Anti-Sodomy Laws
By Russell Shaw
Herald Columnist
(From the issue of 3/13/03)
When the Supreme Court hears oral arguments March 26 in a case challenging Texas's
anti-sodomy law, more will be at stake than may appear at first.
If the question were only whether to uphold or strike down anti-sodomy statutes in
Texas and a dozen other states, most people probably wouldn't lose too much sleep. Even
those who deplore the behavior tend to agree that the private sexual conduct of consenting
adults is not government's business.
But what's involved here is not really that simple. Overturning laws against sodomy
could be a significant step toward the homosexual activists' goal of legalizing same-sex
marriage.
Note that the Texas case (Lawrence v. Texas) is being pressed by the Lambda
Legal Defense and Education Fund. This gay organization also represents homosexual couples
in New Jersey in a case seeking to legalize same-sex marriage; it is committed, in its own
words, to working on behalf of gays "to win and keep the freedom to marry
nationwide." (A similar case argued earlier this month before the Massachusetts
Supreme Judicial Court is even farther along.)

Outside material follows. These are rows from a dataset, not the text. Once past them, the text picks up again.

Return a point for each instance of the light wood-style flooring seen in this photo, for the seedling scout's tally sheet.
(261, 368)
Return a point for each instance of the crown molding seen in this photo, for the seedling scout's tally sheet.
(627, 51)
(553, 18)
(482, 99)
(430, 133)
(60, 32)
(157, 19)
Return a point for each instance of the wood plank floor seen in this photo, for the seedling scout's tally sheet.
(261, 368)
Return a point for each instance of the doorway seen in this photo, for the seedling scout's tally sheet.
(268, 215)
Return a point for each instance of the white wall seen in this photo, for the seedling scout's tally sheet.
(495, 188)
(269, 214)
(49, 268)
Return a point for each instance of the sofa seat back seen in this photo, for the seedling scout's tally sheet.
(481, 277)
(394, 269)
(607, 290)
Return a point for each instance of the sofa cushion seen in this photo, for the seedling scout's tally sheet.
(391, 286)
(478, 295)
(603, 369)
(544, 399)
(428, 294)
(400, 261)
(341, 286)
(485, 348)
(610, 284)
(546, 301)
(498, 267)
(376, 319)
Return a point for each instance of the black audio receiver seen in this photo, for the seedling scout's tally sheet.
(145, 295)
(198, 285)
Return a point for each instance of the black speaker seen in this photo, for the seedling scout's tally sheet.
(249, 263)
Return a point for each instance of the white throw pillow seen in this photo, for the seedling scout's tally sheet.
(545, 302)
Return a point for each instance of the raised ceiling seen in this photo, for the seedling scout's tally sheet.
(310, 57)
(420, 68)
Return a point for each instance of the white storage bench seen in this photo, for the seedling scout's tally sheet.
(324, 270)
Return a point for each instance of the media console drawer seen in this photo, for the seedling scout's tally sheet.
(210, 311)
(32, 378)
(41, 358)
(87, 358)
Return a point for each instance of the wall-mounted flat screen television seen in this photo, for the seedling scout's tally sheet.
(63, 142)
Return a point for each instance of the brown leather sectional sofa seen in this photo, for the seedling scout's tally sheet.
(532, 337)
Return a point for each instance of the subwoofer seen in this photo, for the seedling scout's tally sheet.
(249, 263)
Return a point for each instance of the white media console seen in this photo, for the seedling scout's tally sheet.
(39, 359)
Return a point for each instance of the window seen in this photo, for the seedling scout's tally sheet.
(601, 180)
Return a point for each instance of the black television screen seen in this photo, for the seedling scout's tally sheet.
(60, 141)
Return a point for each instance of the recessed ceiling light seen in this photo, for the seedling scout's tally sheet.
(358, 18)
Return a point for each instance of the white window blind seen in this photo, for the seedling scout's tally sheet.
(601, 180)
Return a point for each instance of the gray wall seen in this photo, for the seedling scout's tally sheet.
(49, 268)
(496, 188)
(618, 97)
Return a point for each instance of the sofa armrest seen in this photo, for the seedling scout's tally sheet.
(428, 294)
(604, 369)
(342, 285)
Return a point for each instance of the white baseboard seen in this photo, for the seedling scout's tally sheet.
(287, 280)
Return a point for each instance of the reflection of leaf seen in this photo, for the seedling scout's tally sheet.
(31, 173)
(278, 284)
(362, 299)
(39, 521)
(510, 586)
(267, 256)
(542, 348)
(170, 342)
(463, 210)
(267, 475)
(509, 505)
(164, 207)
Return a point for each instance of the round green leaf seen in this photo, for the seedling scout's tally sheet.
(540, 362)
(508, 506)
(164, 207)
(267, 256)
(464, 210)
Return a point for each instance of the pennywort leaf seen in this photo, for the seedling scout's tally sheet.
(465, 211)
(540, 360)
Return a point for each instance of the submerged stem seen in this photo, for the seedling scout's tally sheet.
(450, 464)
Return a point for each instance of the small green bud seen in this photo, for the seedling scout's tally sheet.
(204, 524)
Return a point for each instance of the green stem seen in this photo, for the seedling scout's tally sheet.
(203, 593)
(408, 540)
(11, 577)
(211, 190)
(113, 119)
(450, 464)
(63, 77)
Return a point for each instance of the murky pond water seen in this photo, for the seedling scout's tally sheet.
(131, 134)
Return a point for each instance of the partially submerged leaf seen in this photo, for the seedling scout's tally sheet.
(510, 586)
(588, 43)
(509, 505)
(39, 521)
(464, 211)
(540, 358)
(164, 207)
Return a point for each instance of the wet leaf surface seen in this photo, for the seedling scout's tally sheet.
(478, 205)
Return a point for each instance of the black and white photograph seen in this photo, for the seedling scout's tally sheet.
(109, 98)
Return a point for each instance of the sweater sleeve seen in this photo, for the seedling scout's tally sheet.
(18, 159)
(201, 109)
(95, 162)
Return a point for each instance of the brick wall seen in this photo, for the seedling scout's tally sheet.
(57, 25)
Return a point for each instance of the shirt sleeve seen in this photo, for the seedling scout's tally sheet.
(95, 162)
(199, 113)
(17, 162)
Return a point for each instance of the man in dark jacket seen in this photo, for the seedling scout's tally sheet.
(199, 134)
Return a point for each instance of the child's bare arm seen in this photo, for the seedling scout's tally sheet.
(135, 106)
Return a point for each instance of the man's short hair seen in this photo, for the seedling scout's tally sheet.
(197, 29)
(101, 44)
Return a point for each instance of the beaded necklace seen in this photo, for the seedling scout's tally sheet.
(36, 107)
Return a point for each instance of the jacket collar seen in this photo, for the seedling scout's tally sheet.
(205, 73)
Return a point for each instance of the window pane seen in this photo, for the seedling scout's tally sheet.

Although the U.S. Supreme Court upheld anti-sodomy laws as recently as 1986, the fact
that it is considering the Texas case means at least four justices wanted to take another
look. Justices Stevens, Souter, Ginsburg, and Breyer seem the most likely candidates, and
there could be others.
It would be interesting, in passing, to know the views on the larger questiongay
marriageheld by some of those Lambda has lined up to submit friend-of-court briefs.
Together with a predictable collection of gay rights organizations and groups like the
ACLU, the NOW Legal Defense and Education Fund, and the People for the American Way
Foundation, these include such worthies as the Most Rev. Frank T. Griswold, III, Presiding
Bishop of the Episcopal Church, the American Friends Service Committee, Amnesty
International U.S.A., and, strange to say, the AFL-CIO. May one ask what freedom of sodomy
has to do with workers' rights?
There is, in any event, nothing far-fetched in seeing a link between overturning laws
against sodomy and securing legal recognition of gay marriage. A bit of history
illustrates that.
Back in 1965, in a case from Connecticut (Griswold v. Connecticut), the Supreme
Court overturned a state law against contraception. Justice William O. Douglas wrote that
it violated an implicit constitutional right to privacy.
Arguments now being made against anti-sodomy laws also were made then. Some Catholics
said striking down the anti-contraception statute was in line with the Church's moral
tradition. "Little did Catholics realize," writes Donald Critchlow in his
history of the birth control and abortion movements, Intended Consequences,
"that the Griswold decision, with its privacy doctrine, would become the basis
for legalizing abortion."
That happened eight years later. In Roe v. Wade Justice Harry Blackmun used the
privacy principle to rationalize legalization of abortion on demand. Justice William
Brennan, a Catholic, tutored Blackmun, as earlier he had Douglas, to lean on privacy to
get the desired result.
In the weeks ahead, look for media coverage and commentary concerning the Texas case to
denounce the absurd and unfair violation of consenting adults' rights involved in laws
against sodomy. Expect to hear much about the desirability of keeping government out of
bedrooms and the wickedness of gender-based discrimination.
Don't expect to hear a lot about how short a leap it might be from striking down
anti-sodomy laws to legalizing gay marriage. But be sure of this: The Lambda Legal Defense
and Education Fund and other gay groups are thinking about that.
Shaw is a freelance writer from Washington, D.C.